Electrocardiography Evolution in a Woman Presenting With Alcohol Withdrawal Seizures and Cocaine Use

Author Affiliations
  • 1Department of Medicine, University of California, San Francisco
  • 2Division of Cardiology, Department of Medicine, San Francisco General Hospital, San Francisco, California
JAMA Intern Med. 2016;176(5):693-695. doi:10.1001/jamainternmed.2016.0278

A postmenopausal woman with a history of alcohol abuse complicated by withdrawal seizures (last occurring 4 months prior), crack cocaine abuse, and depression was brought into the emergency department for altered mental status after 3 witnessed seizures. Her partner stated that the evening prior, she did not drink alcohol but did snort cocaine.

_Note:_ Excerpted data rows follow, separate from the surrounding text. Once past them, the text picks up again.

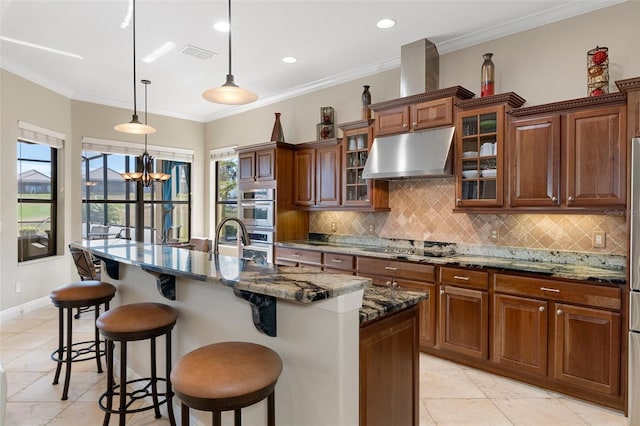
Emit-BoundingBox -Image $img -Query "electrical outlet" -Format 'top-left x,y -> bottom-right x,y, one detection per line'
591,231 -> 607,248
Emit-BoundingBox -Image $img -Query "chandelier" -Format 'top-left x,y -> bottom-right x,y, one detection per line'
120,80 -> 171,187
202,0 -> 258,105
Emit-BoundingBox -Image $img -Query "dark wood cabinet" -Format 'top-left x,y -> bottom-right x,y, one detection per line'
238,148 -> 276,182
357,256 -> 438,349
566,106 -> 627,207
360,306 -> 420,426
491,294 -> 549,376
293,139 -> 342,209
508,114 -> 561,207
553,303 -> 620,396
339,120 -> 389,211
505,93 -> 627,213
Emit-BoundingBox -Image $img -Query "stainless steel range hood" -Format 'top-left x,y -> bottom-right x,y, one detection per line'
362,127 -> 455,179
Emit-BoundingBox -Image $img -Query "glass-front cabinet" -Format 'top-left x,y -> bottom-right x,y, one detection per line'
455,93 -> 524,208
339,120 -> 389,210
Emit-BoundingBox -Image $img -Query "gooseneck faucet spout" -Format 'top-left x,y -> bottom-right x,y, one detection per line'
213,217 -> 251,254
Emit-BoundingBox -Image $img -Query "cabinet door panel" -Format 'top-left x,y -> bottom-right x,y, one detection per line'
509,115 -> 560,207
566,107 -> 627,207
554,303 -> 620,395
315,145 -> 342,206
293,148 -> 315,206
438,286 -> 489,359
491,294 -> 548,376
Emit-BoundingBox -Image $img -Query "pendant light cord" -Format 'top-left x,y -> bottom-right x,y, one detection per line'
132,0 -> 138,115
228,0 -> 231,75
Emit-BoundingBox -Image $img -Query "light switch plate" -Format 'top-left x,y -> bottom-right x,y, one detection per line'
591,231 -> 606,248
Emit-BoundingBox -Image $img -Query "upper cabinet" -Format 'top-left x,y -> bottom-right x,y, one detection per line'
455,92 -> 524,209
370,86 -> 473,136
238,148 -> 276,182
505,93 -> 627,213
293,139 -> 342,208
339,120 -> 389,210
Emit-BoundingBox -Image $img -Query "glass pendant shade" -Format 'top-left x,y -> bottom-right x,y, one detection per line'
114,114 -> 156,135
202,75 -> 258,105
202,0 -> 258,105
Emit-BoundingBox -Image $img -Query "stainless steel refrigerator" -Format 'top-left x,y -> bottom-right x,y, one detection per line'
629,138 -> 640,425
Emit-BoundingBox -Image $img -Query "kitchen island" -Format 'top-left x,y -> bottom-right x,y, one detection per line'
72,240 -> 425,426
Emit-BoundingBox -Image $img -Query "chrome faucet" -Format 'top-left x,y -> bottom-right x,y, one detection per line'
213,217 -> 251,254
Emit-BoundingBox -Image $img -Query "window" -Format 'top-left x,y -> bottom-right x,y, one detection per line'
82,150 -> 191,243
211,148 -> 238,244
17,140 -> 58,262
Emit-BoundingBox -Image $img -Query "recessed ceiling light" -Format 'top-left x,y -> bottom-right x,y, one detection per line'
376,18 -> 396,29
142,41 -> 176,64
0,36 -> 84,59
213,21 -> 229,33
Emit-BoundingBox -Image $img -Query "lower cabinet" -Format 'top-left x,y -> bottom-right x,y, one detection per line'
360,306 -> 420,426
438,267 -> 489,360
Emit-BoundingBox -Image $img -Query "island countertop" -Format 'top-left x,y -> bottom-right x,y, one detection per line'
71,239 -> 371,303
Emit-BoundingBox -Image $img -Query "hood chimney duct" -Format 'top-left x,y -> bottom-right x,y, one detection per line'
400,38 -> 440,98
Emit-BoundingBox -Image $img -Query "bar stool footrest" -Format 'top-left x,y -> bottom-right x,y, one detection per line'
51,340 -> 106,362
98,377 -> 174,414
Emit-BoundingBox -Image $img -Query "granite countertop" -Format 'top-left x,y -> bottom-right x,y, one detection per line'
360,286 -> 427,326
71,239 -> 371,303
276,240 -> 626,284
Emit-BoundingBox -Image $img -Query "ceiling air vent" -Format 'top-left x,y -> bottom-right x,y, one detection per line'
180,45 -> 217,60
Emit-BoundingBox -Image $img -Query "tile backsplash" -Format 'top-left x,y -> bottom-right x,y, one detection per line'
309,178 -> 628,255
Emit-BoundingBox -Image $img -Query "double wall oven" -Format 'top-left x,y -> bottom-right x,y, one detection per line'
238,188 -> 276,264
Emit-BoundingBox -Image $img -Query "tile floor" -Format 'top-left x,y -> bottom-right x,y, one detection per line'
0,306 -> 627,426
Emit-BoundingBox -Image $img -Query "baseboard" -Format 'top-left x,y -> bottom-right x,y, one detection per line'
0,296 -> 51,322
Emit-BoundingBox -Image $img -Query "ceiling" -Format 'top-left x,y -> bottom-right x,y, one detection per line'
0,0 -> 622,122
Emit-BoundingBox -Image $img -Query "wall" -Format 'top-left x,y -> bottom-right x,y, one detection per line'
206,1 -> 640,254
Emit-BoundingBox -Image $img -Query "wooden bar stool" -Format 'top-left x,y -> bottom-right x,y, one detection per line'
96,303 -> 178,426
49,281 -> 116,400
171,342 -> 282,426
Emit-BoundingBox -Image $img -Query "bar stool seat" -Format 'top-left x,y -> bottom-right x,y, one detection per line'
49,280 -> 116,400
171,342 -> 282,426
96,303 -> 178,425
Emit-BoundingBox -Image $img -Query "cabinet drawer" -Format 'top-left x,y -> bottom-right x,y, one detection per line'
440,267 -> 489,290
493,274 -> 621,310
324,253 -> 355,271
276,247 -> 322,265
358,257 -> 435,282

She was afebrile and arousable but not oriented. Her heart rate was 85 beats per minute and blood pressure was 135/90 mm Hg. Cardiopulmonary examination results were within normal limits, and neurologic examination revealed no focal deficits. Results from complete blood cell count and electrolyte panel were normal, and a urine toxicology screen was positive for cocaine. Results from a noncontrast head computed tomographic (CT) scan were normal. Her initial electrocardiography (ECG) test showed normal sinus rhythm with Q waves in the anterior leads and early repolarization (Figure, A). Over the next 7 hours, her mental status improved, and she remained seizure-free. The patient was about to be discharged when ST-segment elevations were noted on the MCL3 telemetry lead. A 12-lead ECG demonstrated ST-segment elevations in leads V3 to V6 (Figure, B). On further questioning, the patient reported a 1-day history of mild, constant, nonradiating, non–nitroglycerin-responsive chest ache at rest but denied exertional chest pain. Her troponin level, drawn when the ST-segment elevations were noted, was 3.2 ng/mL.